Bunch of scumbags, who shat on people. Don't give money to Blizzard, they stole almost all their ideas from somewhere else, and Kotick made the whole thing a fucking soulless money making machine that exploits people left and right.

Bobby Kotick announced it early and kept his promise that he made sure they ripped the fun part out of gaming. Well, mission completed. And the addicts keep giving their money to them. Ridiculous.

AbraKdabra 2 hours ago | parent | prev | next [-]

I can't believe people defending this, I already said and I will say it again, I'm ALL for private servers, but these fricking guys were using art and stuff Blizzard created and profiting from it, they fucked up and deserve to be down, get over it, stop defending the indefensible.

WD-42 2 hours ago | parent | next [-]

How can you be all for private severs, but against them using “art and stuff”? Have you ever played a private server that didn’t use WoW assets? That would just be another game.

noosphr 2 hours ago | parent | prev [-]

Yes, give your money to the company of breast milk thiefs.

hmmokidk 2 hours ago | parent [-]

It’s not like the actual creators/artists have the IP they were all nickel and dimed by blizzard (now microsoft) as well.

Thaxll 9 hours ago | parent | prev [-]

Hosting a wow classic server cost almost nothing, it's a 30 years old game running on modern hardware and software. You need couple of dedicated servers and a single db.

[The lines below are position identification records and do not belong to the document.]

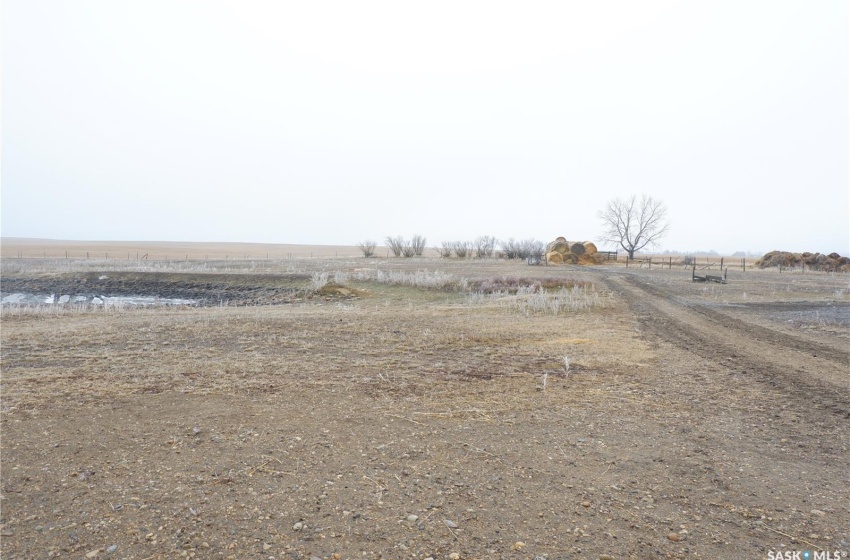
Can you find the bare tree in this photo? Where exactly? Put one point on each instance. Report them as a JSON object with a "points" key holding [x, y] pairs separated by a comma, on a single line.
{"points": [[634, 223], [484, 246], [396, 245], [418, 243], [461, 248], [511, 248], [531, 248], [445, 249], [367, 247]]}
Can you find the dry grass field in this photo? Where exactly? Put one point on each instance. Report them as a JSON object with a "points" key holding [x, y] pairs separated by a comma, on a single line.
{"points": [[415, 408]]}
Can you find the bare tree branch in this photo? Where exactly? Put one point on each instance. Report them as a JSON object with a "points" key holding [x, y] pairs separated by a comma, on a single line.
{"points": [[634, 223]]}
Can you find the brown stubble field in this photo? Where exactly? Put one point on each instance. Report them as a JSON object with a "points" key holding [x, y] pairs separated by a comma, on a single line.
{"points": [[396, 421]]}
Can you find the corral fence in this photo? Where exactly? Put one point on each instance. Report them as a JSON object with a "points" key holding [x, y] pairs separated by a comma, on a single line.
{"points": [[698, 263]]}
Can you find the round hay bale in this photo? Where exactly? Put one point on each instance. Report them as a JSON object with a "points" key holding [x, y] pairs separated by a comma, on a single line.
{"points": [[562, 248]]}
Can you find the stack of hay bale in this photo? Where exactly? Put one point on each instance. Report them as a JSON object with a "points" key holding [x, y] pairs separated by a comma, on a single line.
{"points": [[832, 262], [562, 251]]}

OsrsNeedsf2P 6 hours ago | parent [-]

Former RuneScape private server[0] hoster here. Our infra costs would be about 200$/mo, but for a high quality server like in the OP, if you ever wanted to compensate any developer a respectable amount for their work, you would instantly be in the millions. We had about 20,000 hours of professional dev work put in over 5 years for our game.